Published Research on ARA-290 for Sarcoidosis
The most significant clinical evidence for ARA-290 in sarcoidosis comes from a 2014 phase II randomized, double-blind, placebo-controlled trial published in Sarcoidosis, Vasculitis, and Diffuse Lung Diseases. The study enrolled 40 patients with biopsy-confirmed pulmonary sarcoidosis who had persistent symptoms despite at least three months of corticosteroid therapy. Participants received either ARA-290 4mg or placebo via subcutaneous injection three times weekly for 28 weeks.
The primary endpoint was change in King's Sarcoidosis Questionnaire (KSQ) score. A validated patient-reported outcome measure assessing five domains: general health status, lung symptoms, medication side effects, chest symptoms, and skin symptoms. At week 28, the ARA-290 group demonstrated mean improvement of 8.2 points on the KSQ compared to 2.1 points in placebo (p=0.041). The most pronounced improvements occurred in the lung symptom domain (cough, dyspnea) and general health status.
Secondary outcomes showed mixed results. Forced vital capacity (FVC) improved by 3.1% in the ARA-290 group versus 0.8% in placebo. Not statistically significant but clinically meaningful given that 3–5% FVC improvement is considered a meaningful threshold in interstitial lung disease. Serum inflammatory markers showed more compelling changes: C-reactive protein (CRP) decreased by 38% from baseline in the ARA-290 group versus 12% in placebo, and soluble IL-2 receptor (sIL-2R). A biomarker of sarcoidosis disease activity. Decreased by 22% versus 8%.

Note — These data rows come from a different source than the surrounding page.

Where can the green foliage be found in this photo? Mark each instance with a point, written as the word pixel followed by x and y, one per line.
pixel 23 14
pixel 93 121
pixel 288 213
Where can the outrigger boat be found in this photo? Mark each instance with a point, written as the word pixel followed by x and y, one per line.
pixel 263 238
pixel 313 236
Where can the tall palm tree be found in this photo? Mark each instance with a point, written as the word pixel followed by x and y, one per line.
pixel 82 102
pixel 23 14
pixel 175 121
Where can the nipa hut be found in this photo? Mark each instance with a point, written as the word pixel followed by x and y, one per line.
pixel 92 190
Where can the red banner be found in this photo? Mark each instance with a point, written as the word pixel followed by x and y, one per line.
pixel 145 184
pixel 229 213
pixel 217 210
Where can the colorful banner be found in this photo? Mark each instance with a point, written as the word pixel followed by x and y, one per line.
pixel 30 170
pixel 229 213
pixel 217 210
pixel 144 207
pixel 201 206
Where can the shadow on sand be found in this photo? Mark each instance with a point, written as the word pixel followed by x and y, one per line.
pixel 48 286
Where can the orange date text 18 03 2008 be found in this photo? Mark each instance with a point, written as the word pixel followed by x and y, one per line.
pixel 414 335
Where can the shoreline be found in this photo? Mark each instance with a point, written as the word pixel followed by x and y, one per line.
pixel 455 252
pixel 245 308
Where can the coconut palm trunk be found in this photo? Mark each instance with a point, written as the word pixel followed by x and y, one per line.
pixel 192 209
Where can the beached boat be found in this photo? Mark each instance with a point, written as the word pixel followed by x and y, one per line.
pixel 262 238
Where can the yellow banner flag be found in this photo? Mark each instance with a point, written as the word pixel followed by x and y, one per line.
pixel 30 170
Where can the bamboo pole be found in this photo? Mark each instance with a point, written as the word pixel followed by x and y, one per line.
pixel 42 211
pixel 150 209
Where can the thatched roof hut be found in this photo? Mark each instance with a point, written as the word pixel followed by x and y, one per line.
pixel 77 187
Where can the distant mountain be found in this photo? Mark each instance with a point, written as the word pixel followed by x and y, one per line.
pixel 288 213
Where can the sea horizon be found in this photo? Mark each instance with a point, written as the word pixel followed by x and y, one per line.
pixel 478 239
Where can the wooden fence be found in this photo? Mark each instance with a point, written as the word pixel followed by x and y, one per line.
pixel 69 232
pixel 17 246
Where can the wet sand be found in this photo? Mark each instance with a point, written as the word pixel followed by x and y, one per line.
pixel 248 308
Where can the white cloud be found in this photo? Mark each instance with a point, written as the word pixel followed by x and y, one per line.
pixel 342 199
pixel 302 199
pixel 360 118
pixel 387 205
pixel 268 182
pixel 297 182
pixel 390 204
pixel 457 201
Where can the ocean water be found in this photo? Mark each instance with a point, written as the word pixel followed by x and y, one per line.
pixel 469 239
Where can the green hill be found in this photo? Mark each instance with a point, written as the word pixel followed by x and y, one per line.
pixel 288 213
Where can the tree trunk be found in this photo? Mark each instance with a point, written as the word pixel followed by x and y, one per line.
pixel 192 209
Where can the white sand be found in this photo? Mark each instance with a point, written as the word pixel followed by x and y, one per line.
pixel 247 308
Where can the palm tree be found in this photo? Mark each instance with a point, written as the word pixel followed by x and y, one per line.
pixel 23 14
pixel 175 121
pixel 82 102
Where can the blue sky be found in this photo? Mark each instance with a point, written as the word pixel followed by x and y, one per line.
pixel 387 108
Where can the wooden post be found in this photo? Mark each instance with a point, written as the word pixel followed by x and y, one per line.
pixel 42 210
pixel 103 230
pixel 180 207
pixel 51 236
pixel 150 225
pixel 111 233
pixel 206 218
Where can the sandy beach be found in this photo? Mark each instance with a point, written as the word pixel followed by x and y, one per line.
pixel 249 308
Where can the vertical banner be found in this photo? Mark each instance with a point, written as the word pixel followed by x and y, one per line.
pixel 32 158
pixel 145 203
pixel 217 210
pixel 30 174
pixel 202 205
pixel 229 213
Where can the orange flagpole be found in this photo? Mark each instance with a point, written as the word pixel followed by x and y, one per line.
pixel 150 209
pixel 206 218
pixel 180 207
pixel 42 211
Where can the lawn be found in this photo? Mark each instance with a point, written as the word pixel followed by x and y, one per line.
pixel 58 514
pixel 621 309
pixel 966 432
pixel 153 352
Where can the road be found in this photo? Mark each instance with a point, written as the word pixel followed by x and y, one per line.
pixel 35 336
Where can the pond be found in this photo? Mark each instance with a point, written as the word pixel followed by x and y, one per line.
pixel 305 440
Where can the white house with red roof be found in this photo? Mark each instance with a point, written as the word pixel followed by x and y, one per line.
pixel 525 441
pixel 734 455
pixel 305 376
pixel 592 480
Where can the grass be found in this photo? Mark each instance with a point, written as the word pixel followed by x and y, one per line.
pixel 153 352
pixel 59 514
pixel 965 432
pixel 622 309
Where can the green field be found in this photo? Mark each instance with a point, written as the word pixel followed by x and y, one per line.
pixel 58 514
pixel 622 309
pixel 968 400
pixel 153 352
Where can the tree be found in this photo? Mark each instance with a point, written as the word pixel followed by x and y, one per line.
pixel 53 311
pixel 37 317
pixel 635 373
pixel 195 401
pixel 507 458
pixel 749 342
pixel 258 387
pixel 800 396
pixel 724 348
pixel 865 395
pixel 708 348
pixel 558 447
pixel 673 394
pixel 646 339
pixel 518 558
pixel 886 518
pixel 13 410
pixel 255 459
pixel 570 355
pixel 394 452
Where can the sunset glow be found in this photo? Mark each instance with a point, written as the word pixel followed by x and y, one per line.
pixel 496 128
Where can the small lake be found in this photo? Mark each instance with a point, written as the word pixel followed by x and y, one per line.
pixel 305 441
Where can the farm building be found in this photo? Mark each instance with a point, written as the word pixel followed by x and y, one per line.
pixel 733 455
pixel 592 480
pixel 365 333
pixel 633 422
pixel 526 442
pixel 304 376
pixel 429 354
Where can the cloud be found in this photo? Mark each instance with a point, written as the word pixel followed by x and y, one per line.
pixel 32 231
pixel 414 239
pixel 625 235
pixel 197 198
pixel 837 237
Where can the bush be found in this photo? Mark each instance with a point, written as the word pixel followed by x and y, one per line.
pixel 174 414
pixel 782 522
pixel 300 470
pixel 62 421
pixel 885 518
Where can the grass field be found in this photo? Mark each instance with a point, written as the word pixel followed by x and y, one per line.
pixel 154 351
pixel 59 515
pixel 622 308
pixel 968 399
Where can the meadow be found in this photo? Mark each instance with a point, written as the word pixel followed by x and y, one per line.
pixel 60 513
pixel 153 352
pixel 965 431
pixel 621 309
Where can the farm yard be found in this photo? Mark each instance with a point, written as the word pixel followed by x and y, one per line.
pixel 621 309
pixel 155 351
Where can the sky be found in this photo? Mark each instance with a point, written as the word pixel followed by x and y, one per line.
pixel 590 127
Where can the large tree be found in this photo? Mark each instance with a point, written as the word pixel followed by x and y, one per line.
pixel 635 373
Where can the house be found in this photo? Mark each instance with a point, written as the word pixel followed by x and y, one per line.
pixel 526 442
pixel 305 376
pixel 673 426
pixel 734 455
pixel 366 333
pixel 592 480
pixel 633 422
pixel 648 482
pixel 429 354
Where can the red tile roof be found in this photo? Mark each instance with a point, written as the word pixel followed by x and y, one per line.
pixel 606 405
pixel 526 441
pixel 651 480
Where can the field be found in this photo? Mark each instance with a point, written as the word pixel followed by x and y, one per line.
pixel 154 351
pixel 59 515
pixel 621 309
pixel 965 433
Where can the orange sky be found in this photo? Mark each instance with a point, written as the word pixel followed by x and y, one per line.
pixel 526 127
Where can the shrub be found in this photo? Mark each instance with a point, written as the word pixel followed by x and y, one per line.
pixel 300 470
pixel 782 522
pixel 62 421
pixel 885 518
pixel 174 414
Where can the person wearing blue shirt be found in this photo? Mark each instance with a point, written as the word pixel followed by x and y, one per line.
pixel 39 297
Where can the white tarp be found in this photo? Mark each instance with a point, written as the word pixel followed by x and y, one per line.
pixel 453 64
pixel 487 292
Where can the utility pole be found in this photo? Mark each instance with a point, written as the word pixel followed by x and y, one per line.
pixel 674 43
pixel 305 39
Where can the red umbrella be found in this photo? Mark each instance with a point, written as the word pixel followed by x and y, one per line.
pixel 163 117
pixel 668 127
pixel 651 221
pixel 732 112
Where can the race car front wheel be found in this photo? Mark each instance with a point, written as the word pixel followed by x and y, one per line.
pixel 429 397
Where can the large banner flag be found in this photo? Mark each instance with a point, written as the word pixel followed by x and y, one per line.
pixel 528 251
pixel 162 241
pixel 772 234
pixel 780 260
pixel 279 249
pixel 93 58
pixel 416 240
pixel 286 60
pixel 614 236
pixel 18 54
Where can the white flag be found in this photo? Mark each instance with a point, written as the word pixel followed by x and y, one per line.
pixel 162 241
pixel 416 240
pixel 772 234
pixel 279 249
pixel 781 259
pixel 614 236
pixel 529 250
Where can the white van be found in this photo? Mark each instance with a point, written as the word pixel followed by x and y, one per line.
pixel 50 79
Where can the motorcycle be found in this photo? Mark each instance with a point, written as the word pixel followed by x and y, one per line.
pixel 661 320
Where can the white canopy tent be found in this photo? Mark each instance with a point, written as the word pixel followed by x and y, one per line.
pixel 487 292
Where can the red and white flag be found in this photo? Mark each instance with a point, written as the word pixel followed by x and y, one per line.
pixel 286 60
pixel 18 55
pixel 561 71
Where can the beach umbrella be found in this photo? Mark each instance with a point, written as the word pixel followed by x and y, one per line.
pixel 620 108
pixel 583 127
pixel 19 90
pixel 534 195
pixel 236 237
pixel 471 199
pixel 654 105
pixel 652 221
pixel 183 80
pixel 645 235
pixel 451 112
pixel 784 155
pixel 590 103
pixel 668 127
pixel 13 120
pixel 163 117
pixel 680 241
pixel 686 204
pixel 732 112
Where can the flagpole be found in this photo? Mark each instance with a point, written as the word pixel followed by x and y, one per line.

Adverse events were comparable between groups. The most common side effects in the ARA-290 arm were injection site reactions (15% of participants), mild headache (12%), and transient fatigue (10%). Importantly, infection rates, CBC parameters, and liver function tests showed no significant differences between treatment and placebo groups throughout the 28-week period. Supporting the hypothesis that ARA-290's immune modulation doesn't compromise host defense or organ function the way systemic corticosteroids do.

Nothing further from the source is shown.